Background information
- Born: July 8, 1930 Detroit, Michigan, U.S.
- Died: September 18, 1992 (aged 62) Detroit, Michigan, U.S.
- Genres: R&B; soul;
- Occupation: Musician
- Instrument: Keyboards
- Formerly of: The Funk Brothers

= Earl Van Dyke =

American keyboardist (1930–1992)

Earl Van Dyke (July 8, 1930 – September 18, 1992) was an American soul musician, most notable as the main keyboardist for Motown Records' in-house Funk Brothers band during the late 1960s and early 1970s.

==Career==
Van Dyke, who was born in Detroit, Michigan, United States, was preceded as keyboardist and bandleader of the Funk Brothers by Joe Hunter. In the early 1960s, he also recorded as a jazz organist with saxophonists Fred Jackson and Ike Quebec for the Blue Note label.

Besides his work as the session keyboardist on Motown hits such as "Bernadette" by the Four Tops, "I Heard It Through the Grapevine" by Marvin Gaye, "Where Did Our Love Go" by the Supremes, "Ain't Too Proud to Beg" and "Runaway Child, Running Wild" by the Temptations, "My Guy" by Mary Wells and "For Once in My Life" by Stevie Wonder, Van Dyke performed with a small band as an opening act for several Motown artists, and released instrumental singles and albums himself. Several of Van Dyke's recordings feature him playing keys over the original instrumental tracks for Motown hits; others are complete covers of Motown songs.

His 1967 hit "6 by 6" is popular on the Northern soul music scene.

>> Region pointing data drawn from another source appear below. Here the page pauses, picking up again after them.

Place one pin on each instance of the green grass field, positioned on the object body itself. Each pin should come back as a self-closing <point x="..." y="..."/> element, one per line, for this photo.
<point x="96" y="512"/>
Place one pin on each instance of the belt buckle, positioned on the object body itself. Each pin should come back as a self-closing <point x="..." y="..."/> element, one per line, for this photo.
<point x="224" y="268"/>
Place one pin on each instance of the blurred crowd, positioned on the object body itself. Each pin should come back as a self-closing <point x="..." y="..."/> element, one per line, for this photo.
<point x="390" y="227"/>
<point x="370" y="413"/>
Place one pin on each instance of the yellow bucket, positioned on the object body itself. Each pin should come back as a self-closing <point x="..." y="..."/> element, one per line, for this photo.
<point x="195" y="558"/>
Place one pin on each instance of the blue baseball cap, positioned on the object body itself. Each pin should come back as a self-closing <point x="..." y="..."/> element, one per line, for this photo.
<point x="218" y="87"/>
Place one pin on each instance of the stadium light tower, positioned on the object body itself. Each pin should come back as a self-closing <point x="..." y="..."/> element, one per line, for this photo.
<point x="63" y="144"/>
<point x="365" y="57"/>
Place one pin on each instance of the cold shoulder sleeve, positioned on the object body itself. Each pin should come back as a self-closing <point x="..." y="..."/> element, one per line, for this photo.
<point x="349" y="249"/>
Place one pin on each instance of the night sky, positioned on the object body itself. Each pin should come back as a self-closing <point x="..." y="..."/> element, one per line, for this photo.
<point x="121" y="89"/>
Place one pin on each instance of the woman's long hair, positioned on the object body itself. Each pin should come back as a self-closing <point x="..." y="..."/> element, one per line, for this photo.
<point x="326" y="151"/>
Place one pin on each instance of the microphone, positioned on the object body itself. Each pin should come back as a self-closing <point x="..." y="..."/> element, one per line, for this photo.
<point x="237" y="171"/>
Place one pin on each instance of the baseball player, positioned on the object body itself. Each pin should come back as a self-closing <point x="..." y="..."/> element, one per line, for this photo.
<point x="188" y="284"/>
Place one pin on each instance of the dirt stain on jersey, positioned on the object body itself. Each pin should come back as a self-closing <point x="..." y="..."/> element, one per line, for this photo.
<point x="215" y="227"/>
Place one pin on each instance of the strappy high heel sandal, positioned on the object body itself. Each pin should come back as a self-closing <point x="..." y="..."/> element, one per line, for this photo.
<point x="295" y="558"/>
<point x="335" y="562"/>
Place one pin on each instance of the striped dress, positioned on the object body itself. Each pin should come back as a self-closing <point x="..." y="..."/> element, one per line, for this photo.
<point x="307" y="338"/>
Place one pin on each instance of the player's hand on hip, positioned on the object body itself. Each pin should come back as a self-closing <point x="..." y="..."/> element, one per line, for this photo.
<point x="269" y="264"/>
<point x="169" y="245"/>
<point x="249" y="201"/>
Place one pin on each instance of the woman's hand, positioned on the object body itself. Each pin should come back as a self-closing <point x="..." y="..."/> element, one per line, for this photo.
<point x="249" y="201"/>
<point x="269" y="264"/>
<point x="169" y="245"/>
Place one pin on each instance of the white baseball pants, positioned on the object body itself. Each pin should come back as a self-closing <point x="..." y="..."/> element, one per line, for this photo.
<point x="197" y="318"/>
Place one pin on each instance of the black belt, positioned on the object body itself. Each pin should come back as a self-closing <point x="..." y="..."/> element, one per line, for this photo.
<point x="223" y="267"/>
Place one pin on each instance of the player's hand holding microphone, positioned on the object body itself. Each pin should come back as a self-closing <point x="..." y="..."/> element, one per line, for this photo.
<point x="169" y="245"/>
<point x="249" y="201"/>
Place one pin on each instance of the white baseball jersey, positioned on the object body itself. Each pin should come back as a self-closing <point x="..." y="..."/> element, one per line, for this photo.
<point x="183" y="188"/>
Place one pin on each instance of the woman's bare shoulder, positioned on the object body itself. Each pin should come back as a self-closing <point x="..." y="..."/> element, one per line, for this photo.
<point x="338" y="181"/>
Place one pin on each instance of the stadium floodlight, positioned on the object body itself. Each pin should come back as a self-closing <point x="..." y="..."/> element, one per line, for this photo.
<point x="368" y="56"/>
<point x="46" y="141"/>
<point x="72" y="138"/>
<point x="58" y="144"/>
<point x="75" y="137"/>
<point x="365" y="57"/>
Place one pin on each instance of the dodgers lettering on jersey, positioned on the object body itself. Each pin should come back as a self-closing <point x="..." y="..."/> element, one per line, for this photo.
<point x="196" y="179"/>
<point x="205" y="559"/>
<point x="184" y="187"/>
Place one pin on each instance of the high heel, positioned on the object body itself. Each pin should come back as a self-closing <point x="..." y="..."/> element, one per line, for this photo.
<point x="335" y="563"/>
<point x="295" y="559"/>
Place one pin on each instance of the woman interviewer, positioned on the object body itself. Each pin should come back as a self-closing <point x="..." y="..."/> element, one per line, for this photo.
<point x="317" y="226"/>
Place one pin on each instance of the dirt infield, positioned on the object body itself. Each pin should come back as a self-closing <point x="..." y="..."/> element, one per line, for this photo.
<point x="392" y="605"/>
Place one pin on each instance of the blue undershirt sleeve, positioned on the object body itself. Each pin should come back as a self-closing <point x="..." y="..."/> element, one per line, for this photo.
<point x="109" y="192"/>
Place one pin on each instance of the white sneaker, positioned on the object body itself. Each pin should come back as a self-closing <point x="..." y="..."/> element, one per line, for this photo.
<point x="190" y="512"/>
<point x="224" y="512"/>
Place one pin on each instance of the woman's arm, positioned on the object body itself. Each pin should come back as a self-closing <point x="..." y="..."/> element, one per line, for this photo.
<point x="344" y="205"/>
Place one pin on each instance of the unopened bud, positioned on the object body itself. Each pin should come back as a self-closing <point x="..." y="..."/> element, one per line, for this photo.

He was nicknamed "Big Funk", and "Chunk o Funk".

Van Dyke played the Steinway grand piano, the Hammond B-3 organ, the Wurlitzer electric piano, the Fender Rhodes, and the celeste and harpsichord. He played a toy piano for the introduction of the Temptations' hit, "It's Growing". His musical influences included Tommy Flanagan, Hank Jones, and Barry Harris.

Van Dyke died of prostate cancer in Detroit, Michigan, at the age of 62.

==Discography==
===Singles===
- Soul (Motown) releases
- 1964: "Soul Stomp"
- 1965: "All For You"*
- 1965: "I Can't Help Myself (Sugar Pie, Honey Bunch)"*
- 1965: "The Flick (Part II)"*
- 1967: "6 By 6"**
- 1969: "Run Away Child, Running Wild"

(*) billed as "Earl Van Dyke & the Soul Brothers" (the billed name of the Funk Brothers band was changed by Motown head Berry Gordy, as he disliked the connotation of the word "funk")

(**) billed as "Earl Van Dyke & the Motown Brass"

===Albums===
- Soul (Motown) releases
- 1965: That Motown Sound (Earl Van Dyke & the Soul Brothers)
- 1970: The Earl of Funk (Earl Van Dyke Live)

===As sideman===
With Fred Jackson
- Hootin' 'n Tootin' (Blue Note, 1962)
With Ike Quebec
- The Complete Blue Note 45 Sessions (Blue Note, 1962)
And on Motown recordings by The Undisputed Truth, The Temptations, The Supremes, David Ruffin, Jr. Walker and the All Stars, Yvonne Fair, Leslie Uggams, Bonnie Pointer.